BROOKLYN — The Boston Celtics have a plan. And despite the endless rumors and smokescreens, they’re sticking to it. (For now, anyway.)

For the second consecutive year, the C’s entered draft night at Barclays Center with the third overall pick and actually employed it, taking Duke forward Jayson Tatum in the 2017 NBA Draft on Thursday.

Tatum was one of four total selections for president of basketball operations Danny Ainge, who, as usual, kept Celtics fans on the edge of their seats amid reports he might try to trade for Kristaps Porzingis or Jimmy Butler.

Ainge went with the safe bet, though, spurning the more athletic but more volatile Josh Jackson to take a well-rounded 19-year-old who appeared mature beyond his years as he addressed the media in Brooklyn.

“There’s so much more ahead that I want to accomplish,” Tatum told reporters, “and I’m excited I get to do it with the Boston Celtics.”

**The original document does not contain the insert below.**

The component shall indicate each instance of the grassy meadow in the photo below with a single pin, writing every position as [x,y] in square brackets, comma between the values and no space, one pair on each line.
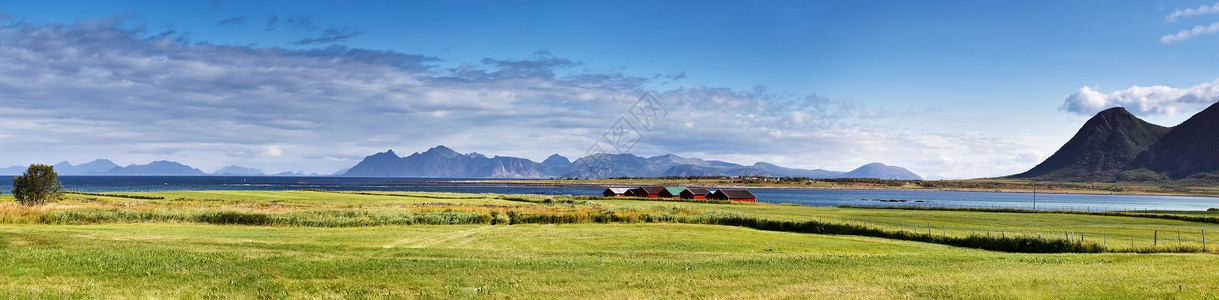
[319,244]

Of course, there’s always the possibility “Trader Danny” strikes again once free agency begins July 1, swinging Tatum in a trade for Paul George or making a similar big splash. But Boston’s actions Thursday night suggest an awareness of the NBA landscape: The Golden State Warriors are a cut above the rest of the NBA, so the best path lies in using the team’s many assets to build toward a bright future.

That path took a surprise twist a few days ago when Ainge shockingly traded the Celtics’ No. 1 pick to the Philadelphia 76ers in exchange for the No. 3 selection and a future first-rounder. His explanation — that Boston would have taken Tatum No. 1 overall had they kept the pick — leaves Celtics fans left wondering what could have been with Markelle Fultz, as it’s now their turn to “Trust the Process” on Ainge’s decision-making.

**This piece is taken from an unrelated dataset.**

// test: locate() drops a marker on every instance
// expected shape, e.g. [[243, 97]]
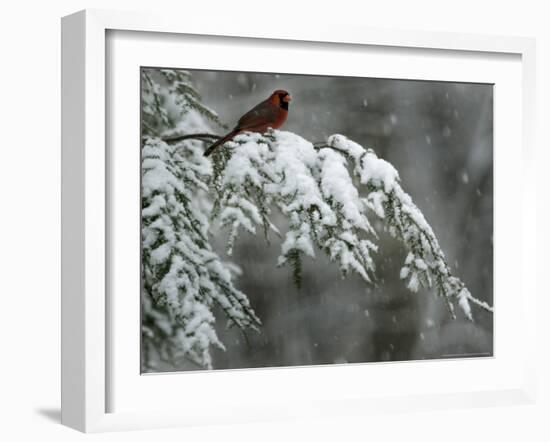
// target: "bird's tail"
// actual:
[[222, 140]]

Yet it’s hard not to leave Thursday night feeling good about Boston’s moves. Tatum can guard multiple positions defensively and is a polished scorer, something the Celtics are lacking on the wing. The C’s also added a steal in the second round by drafting SMU forward Semi Ojeyele with the 37th overall pick.

Ojeyele is an absolute bulldozer at 6-foot-7, 235 pounds, and is another versatile defender to add to Celtics coach Brad Stevens’ arsenal. Add in Ojeyele’s impressive offensive game — 18.9 points per contest last season — and the critics seem to think Boston got quite the steal.

The Celtics’ maneuvering from years past landed them two more picks late in the second round, which they used on Arizona guard Kadeem Allen at No. 53 and Cal guard Jabari Bird at No. 56.

There’s a good chance both players don’t figure into Boston’s long-term plans, which could include a serious run at an NBA championship in the near future. Tatum will join last year’s No. 3 pick, Jaylen Brown, to form what could be a tantalizing 1-2 punch for years to come. If Ainge adds a high-end free agent such as Gordon Hayward to the mix — even at the expense of losing Jae Crowder or another member of the Celtics’ current core — it could push Boston’s ceiling even higher after a run to the Eastern Conference finals last season.

To be sure, the C’s aren’t at the top of the mountain yet. But they took another step upward.